Hydrogen peroxide (H202) is a promising environmentally friendly fuel for the future, as it can be cleanly made from water and oxygen using solar energy. This process, however, presents many challenges and has not yet been optimised for commercial-scale operations.
To overcome the current limitations of hydrogen peroxide production, a team of XJTLU researchers modified the materials used for the process and reported increased fuel production. This new finding, published in the journal Energy Advances, could help the solar fuel become a viable option for large-scale energy use.
Hydrogen peroxide can be stored as a liquid and therefore transported more conveniently and safely than another potential renewable fuel option – compressed hydrogen. However, the commercial production of hydrogen peroxide is currently hazardous and energy-consuming.
Using solar energy to create hydrogen peroxide is a much safer and cleaner method, yet for this reaction to occur, a photocatalyst is needed. A photocatalyst has to do two jobs: first absorb light, then utilise the energy from light to cause a chemical reaction that converts water and oxygen to hydrogen peroxide. Usually, a single material is not good at both, so materials are combined to optimise this process.
A new approach
This combination of materials is the focus of the recent study by the XJTLU researchers.
The group managed to incorporate organic substances into the material niobate – a layered metal oxide – upon heating. This modification of niobate increased photocatalysis and production of hydrogen peroxide. It is the first time this has been done in the development of a stable photocatalyst for hydrogen peroxide and is an important advance in creating cleaner fuels for the future.

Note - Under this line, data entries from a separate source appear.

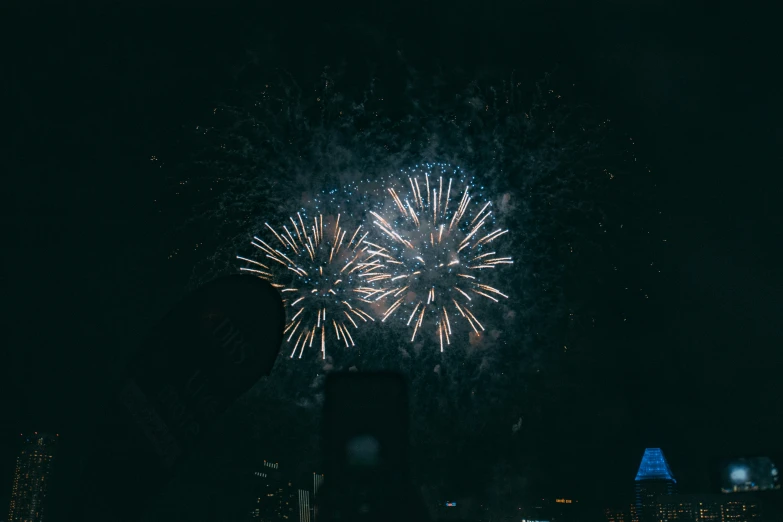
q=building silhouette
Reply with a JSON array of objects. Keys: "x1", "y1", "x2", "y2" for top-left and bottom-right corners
[
  {"x1": 251, "y1": 461, "x2": 320, "y2": 522},
  {"x1": 313, "y1": 473, "x2": 324, "y2": 498},
  {"x1": 6, "y1": 433, "x2": 58, "y2": 522},
  {"x1": 720, "y1": 497, "x2": 762, "y2": 521},
  {"x1": 521, "y1": 497, "x2": 584, "y2": 522},
  {"x1": 635, "y1": 448, "x2": 677, "y2": 522},
  {"x1": 298, "y1": 489, "x2": 311, "y2": 522},
  {"x1": 654, "y1": 493, "x2": 762, "y2": 521},
  {"x1": 606, "y1": 506, "x2": 630, "y2": 522},
  {"x1": 253, "y1": 460, "x2": 295, "y2": 521},
  {"x1": 312, "y1": 472, "x2": 324, "y2": 521},
  {"x1": 658, "y1": 494, "x2": 722, "y2": 521}
]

Dr Graham Dawson, who led the study, says: “Our next steps will be to use this method – organic modification of layered metal oxides – and expand the range of materials tested and properties. We will also further investigate the modification process from a fundamental perspective to try and improve the long-term stability and large-scale production and use.”
Dr Graham Dawson
About the researchers
Dr Luona Zhang, first author of the paper, received an MRes in Advanced Chemical Sciences from XJTLU with Distinction. She has obtained a full scholarship to Emory University on a Women in Science scholarship to pursue her PhD.
Dr Graham Dawson, corresponding author of the paper, is an Associate Professor in XJTLU’s Department of Chemistry.